Hang in there with me – this is a first. As many of you who read this blog know, I mostly write about observations that I have noticed in my life due to my never ending practice of yoga, study in ancient texts, and integrating lessons learned into daily living. I share my summaries if I feel they may in some way help others to get involved with their own lives and find a little peace along the way. I typically don’t share the intimate details of my daily family life because….well, it’s just scary. Growing up my world was often filled with chaos, expressing your feelings only added to chaos of which I was a part and seeing as how I didn’t want any more of it….I just learned to keep quite…hoping to keep the craziness at bay. I didn’t express feelings because other peoples feelings might get hurt, interpreted wrong, or put a new spin on an old hurt. Just not necessary in my opinion. It wasn’t until adulthood and an intense year long yoga program came along that I opened up a bit and shared A LOT – after all, I didn’t have to go home with anybody and rehash it out.
But yesterday, I witnessed the most beautiful expression of feelings I have ever seen….in my own family and well…I just can’t keep it in.
“I have 5 things to tell you.”
Those were the words I woke up to yesterday as my husband was pouring my coffee.
#1 – I took the day off of work
#2 – I took your day off of work (I’ve called your boss and asked for permission for your day off)
#3- I cancelled our daughters appt. you were taking her to at 3:00
#4 – Our babysitter is picking up the girls after school
#5 – I need to tell you how our day is going to unfold
He had me at “pouring my coffee”. After I picked up my jaw off the floor, I took a shower and got ready for the day ahead. We rode our bikes the entire day (which is funny now because my city is full of snow today), visiting our favorite restaurants, taking a yoga class, going to the movies, visiting our new co-op, and enjoying each others company ALL DAY LONG. But at the end of the day he gave me a poem he had written. A poem that summed up 20 years of marriage (how did he do that?).
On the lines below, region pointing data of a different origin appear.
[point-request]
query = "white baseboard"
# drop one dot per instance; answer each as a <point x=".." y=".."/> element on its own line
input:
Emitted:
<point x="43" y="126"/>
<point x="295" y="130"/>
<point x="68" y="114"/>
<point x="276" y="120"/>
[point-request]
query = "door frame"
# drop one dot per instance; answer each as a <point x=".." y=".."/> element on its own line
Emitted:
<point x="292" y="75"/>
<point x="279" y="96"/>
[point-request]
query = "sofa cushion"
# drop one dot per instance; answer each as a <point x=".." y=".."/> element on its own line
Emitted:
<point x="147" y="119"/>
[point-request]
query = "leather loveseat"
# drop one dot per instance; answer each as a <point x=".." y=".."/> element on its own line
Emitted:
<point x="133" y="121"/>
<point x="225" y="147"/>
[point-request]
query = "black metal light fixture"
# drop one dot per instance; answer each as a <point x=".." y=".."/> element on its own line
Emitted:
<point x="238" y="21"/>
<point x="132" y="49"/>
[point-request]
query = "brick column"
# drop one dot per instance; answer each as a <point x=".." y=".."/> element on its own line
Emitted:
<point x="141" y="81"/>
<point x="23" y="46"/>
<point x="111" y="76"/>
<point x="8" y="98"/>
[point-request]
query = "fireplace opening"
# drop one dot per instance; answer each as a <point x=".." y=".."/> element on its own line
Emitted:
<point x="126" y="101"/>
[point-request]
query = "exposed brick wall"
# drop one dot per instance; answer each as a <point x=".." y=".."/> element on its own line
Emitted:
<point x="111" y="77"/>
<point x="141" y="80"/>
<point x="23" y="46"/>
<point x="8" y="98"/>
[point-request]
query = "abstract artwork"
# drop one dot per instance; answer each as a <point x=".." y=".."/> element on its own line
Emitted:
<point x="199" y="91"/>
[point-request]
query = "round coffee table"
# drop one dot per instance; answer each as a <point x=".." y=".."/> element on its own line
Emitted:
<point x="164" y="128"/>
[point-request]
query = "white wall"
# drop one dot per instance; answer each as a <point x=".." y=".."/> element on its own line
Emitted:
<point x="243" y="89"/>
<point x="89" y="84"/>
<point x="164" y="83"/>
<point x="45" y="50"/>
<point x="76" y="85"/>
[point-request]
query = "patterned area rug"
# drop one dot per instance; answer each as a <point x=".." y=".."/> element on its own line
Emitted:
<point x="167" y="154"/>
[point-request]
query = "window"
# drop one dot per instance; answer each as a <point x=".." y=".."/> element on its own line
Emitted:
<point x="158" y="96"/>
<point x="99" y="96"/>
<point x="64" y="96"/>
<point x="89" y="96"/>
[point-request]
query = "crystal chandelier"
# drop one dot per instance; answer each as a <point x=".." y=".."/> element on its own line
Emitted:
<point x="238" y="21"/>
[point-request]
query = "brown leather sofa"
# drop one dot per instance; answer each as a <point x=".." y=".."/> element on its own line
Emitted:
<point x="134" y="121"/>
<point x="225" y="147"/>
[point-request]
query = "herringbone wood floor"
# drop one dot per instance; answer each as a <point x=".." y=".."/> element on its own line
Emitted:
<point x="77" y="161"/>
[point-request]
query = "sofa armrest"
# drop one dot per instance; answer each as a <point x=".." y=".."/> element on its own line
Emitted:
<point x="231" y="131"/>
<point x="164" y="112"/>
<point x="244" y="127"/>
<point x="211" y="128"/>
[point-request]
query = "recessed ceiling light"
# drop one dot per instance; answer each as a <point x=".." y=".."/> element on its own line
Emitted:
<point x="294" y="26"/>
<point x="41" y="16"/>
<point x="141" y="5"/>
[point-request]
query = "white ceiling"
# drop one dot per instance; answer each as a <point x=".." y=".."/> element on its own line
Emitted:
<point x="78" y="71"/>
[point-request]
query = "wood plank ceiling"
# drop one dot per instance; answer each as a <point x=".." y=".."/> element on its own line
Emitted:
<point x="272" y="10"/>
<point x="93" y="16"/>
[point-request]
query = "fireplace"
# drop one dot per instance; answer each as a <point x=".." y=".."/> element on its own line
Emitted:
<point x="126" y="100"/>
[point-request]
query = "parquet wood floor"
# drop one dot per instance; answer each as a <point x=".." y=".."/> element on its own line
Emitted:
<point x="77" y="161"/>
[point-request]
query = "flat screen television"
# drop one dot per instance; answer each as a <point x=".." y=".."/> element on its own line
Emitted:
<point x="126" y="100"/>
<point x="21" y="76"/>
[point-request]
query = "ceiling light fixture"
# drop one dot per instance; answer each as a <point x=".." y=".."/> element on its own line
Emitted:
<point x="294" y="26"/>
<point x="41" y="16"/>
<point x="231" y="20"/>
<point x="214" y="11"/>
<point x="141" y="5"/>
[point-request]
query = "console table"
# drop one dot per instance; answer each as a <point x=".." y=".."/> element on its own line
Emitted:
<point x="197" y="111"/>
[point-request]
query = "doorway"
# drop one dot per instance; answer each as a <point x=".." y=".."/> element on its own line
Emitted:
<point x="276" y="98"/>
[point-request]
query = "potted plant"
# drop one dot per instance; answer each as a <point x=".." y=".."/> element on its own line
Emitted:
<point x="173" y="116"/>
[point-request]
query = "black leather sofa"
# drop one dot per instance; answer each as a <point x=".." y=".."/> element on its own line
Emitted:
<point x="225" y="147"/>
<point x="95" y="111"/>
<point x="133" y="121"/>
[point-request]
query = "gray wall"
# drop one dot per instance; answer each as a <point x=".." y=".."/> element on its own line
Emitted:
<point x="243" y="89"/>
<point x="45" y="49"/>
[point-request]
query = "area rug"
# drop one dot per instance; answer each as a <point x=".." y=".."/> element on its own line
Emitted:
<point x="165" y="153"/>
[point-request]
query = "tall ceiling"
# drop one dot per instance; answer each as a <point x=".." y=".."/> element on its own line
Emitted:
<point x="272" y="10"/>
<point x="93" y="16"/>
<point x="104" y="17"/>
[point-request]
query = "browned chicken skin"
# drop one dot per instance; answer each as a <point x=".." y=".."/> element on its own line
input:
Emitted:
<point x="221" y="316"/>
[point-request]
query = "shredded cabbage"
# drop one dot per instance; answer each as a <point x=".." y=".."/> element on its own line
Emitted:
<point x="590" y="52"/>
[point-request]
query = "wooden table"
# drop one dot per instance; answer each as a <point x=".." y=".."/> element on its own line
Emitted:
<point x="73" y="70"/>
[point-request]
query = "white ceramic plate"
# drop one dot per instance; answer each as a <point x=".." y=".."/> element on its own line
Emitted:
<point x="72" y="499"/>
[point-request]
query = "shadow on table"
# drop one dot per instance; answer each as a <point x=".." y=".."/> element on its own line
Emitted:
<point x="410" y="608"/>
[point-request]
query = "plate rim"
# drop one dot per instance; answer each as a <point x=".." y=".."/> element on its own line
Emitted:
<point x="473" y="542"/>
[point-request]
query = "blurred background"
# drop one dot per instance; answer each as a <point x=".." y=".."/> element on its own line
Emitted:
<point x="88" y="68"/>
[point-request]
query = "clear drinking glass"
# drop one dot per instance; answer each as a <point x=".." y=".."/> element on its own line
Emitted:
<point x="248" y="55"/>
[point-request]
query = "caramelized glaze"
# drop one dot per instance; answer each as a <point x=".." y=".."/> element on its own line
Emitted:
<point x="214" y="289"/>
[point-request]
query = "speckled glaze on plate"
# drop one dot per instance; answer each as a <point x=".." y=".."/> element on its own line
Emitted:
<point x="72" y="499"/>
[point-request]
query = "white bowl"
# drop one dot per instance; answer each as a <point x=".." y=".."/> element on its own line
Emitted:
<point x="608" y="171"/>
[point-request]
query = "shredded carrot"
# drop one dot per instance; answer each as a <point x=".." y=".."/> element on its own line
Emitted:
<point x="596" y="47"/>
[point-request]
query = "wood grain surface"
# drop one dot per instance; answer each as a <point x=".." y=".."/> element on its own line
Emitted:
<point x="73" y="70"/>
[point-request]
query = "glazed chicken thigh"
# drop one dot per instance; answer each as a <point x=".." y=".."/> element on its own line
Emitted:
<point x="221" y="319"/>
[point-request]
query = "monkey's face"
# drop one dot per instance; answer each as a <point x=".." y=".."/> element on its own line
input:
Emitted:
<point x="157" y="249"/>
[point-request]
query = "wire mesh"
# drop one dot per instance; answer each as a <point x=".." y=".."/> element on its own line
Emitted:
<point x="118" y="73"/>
A poem that was an expression of who he is, how he feels, and what our life means to him. But that wasn’t enough.
When we got home, he paid the babysitter and had all us girls sit at the table. We checked in with each other and talked about our day…..and that’s when it happened. When he pulled out the poem again and said…”Girls, I want to read you the poem I wrote to your mother”. He read. I watched. He teared up. I sobbed.
The girls eyes were like giant saucers, intent on every word. At the end of it our 10 year old said, “That’s cool daddy”. Our 8 year old pipped up and said, “Yah daddy, cool”.
Yah, cool I thought to myself, way way cool. You have no idea.
To me, the greatest gift you can give is to let others be a witness to the love you share so they in turn share their love and life with others.